Hacker News new | ask | show | jobs
by VyseofArcadia 867 days ago
> In general, one of the goals of microservices should be that if one of the five services goes down, the other four should be able to operate in some capacity still.

This is an excellent point, but what brought this to my mind was that the microservices in the Netflix article I don't think have this property. It looks to me if any of the VIS, CAS, LGS, or VES go down, then the whole service is effectively down.

Indeed, in my own career what I've seen is that if one microservice goes down the user won't be seeing 500 errors or friends, but the service will be completely useless to the user. You've just gone from a hard error to a spinning load icon, which might in fact be an even worse user experience.

It could be argued that this is just "you're doing microservices wrong", but then we start getting into no true Scotsman territory.

2 comments

> Indeed, in my own career what I've seen is that if one microservice goes down the user won't be seeing 500 errors or friends

Exactly what it does is that first few hours of triage call goes with people claiming "well my service is up and issue is somewhere else". So find which service failed itself take crucial hours instead of fixing the failing service.

But in a world where Micro Service Incident Commanders can pinpoint failing a service among 1000 micro service within seconds on their vast 80 inch monitoring consoles and direct resolution admirals to fix in next 15 mins. It might just all work fine.

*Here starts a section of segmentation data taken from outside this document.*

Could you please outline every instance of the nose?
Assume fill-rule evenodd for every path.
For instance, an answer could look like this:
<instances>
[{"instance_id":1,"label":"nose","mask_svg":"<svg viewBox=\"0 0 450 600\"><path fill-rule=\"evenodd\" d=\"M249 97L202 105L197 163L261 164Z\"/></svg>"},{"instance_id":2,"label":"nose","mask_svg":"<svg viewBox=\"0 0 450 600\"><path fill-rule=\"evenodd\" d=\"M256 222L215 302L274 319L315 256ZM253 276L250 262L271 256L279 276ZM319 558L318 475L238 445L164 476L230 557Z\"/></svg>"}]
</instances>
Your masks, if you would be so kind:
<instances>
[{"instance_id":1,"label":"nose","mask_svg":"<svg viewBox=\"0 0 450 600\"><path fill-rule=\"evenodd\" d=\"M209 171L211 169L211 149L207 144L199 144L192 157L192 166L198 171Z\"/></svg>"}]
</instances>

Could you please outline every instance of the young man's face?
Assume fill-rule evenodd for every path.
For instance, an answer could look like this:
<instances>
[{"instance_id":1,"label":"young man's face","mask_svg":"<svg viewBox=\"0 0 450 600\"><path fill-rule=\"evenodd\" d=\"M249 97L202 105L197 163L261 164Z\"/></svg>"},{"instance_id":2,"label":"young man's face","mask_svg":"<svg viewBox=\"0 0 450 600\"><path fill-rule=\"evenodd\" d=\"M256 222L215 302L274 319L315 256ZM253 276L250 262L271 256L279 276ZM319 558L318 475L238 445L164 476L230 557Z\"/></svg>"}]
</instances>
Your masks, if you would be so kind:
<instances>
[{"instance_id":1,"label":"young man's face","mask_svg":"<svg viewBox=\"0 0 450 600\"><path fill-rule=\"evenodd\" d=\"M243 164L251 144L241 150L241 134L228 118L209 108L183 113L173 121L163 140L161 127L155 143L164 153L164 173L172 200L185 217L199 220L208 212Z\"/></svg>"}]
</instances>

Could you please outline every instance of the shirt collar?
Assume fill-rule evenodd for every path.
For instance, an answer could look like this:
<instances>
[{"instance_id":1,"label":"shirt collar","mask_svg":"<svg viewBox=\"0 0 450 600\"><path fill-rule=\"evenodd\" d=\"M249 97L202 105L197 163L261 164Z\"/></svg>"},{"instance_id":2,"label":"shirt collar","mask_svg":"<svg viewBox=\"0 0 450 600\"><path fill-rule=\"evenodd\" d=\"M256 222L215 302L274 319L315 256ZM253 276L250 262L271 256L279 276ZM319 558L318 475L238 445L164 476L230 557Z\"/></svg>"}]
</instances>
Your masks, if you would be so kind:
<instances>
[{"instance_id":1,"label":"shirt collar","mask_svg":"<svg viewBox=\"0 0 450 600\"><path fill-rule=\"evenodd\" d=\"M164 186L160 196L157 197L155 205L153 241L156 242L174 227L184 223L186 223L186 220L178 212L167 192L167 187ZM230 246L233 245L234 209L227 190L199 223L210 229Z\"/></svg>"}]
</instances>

the problem comes when it's a distributed system, and it's the interaction between multiple systems that's causing the problem, and not a specific microservice being down. something got upgraded and the message size changed in an unexpected and incompatible way that worked fine in testing.
> It looks to me if any of the VIS, CAS, LGS, or VES go down,

But the whole point is that by splitting it into micro-services you can efficiently and optimally scale each component individually. So it's extremely rare that VIS for example would entirely go down. And because Netflix has tools like Hystrix if one instance is unavailable it will seamlessly route to another one.

And Even if you push bad code there are techniques like blue/green and canary releases which can be used.